The Davenport Library recommends these titles for Iowa travel:
The Great Iowa Touring Book: 27 Spectacular Auto Tours by Mike Whye
Great Iowa Walks: 50 Strolls, Rambles, Hikes and Treks by Lynn L. Walters
Country Roads of Iowa by Loralee Wenger
Perhaps your family would enjoy a day trip, or longer, to one of the many beautiful Iowa State Parks. And, of course, there are many beautiful state parks across the river in Illinois.
Whatever you do, where ever you go in the QC region, have a great summer!
Looking for something to do with your favorite guy this weekend? Celebrate Father’s Day with one of these fun activities you can share.
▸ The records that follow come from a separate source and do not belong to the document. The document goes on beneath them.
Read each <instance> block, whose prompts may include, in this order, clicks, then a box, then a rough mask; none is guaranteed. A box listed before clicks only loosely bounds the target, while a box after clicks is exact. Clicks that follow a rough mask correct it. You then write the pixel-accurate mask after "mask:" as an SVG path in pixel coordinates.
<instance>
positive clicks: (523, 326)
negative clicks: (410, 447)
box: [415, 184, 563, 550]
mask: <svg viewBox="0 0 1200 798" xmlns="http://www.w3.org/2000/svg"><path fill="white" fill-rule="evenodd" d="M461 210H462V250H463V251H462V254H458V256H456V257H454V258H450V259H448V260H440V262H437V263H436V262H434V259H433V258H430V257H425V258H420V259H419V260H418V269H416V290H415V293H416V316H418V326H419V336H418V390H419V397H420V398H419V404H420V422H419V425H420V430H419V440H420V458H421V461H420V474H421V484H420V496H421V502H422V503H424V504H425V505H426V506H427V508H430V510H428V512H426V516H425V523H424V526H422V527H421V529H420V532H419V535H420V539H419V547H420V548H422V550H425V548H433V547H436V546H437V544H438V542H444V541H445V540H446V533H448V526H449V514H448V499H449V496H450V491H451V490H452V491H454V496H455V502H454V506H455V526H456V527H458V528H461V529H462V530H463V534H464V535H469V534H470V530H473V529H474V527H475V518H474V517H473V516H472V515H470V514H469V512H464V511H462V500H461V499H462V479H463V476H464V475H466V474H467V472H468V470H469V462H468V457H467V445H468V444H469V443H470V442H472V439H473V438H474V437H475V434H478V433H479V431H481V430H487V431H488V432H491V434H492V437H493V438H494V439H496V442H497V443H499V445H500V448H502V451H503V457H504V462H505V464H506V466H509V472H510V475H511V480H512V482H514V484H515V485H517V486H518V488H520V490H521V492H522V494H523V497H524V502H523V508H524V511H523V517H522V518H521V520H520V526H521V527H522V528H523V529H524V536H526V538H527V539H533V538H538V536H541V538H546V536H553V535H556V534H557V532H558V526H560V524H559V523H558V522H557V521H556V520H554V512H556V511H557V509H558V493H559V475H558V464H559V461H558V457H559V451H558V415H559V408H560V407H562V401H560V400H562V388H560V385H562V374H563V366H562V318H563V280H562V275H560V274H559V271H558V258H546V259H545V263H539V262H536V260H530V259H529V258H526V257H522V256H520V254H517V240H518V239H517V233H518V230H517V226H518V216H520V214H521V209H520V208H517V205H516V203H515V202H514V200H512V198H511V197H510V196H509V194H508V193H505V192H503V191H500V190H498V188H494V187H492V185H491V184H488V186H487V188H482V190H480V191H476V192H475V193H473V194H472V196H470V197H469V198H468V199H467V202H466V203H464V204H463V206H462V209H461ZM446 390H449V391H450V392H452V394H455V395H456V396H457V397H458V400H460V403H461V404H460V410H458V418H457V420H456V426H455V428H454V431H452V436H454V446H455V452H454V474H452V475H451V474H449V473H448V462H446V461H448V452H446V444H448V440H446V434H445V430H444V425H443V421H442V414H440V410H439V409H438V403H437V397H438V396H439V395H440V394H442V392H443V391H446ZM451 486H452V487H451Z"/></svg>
1. Ride the River. This fun bike ride on Sunday not only takes you on a tour of the Quad Cities, you get to cross the river on the Celebration Belle. Winding through Davenport, Bettendorf, Moline, East Moline and Rock Island, returning via the Centennial Bridge, this is a great way to see your community up close. Because of expected flooding this year, some of the route will be changed but will still start from the Union Station in Davenport. Be sure to wear your helmet!
2. Go the All-American route and take in a baseball game. The Quad City River Bandits will be playing the Beloit Snappers this Sunday at 1pm, weather and field conditions permitting. Treat Dad to a hot dog and watch the home runs fly.
3. Prefer to stay indoors? Check out the DVD collection at the Davenport Library and pick out a movie (maybe one featuring a superhero to watch with your own hero!) Just add popcorn and soda for your own private screening.
4. Take Dad fishing. West Lake Park just outside of Davenport offers four lakes to fish for bluegill, crappie and largemouth bass. The park also has hiking trails, campgrounds, picnic tables and boat rentals.
Share a memory – they’re ten times better than a tie!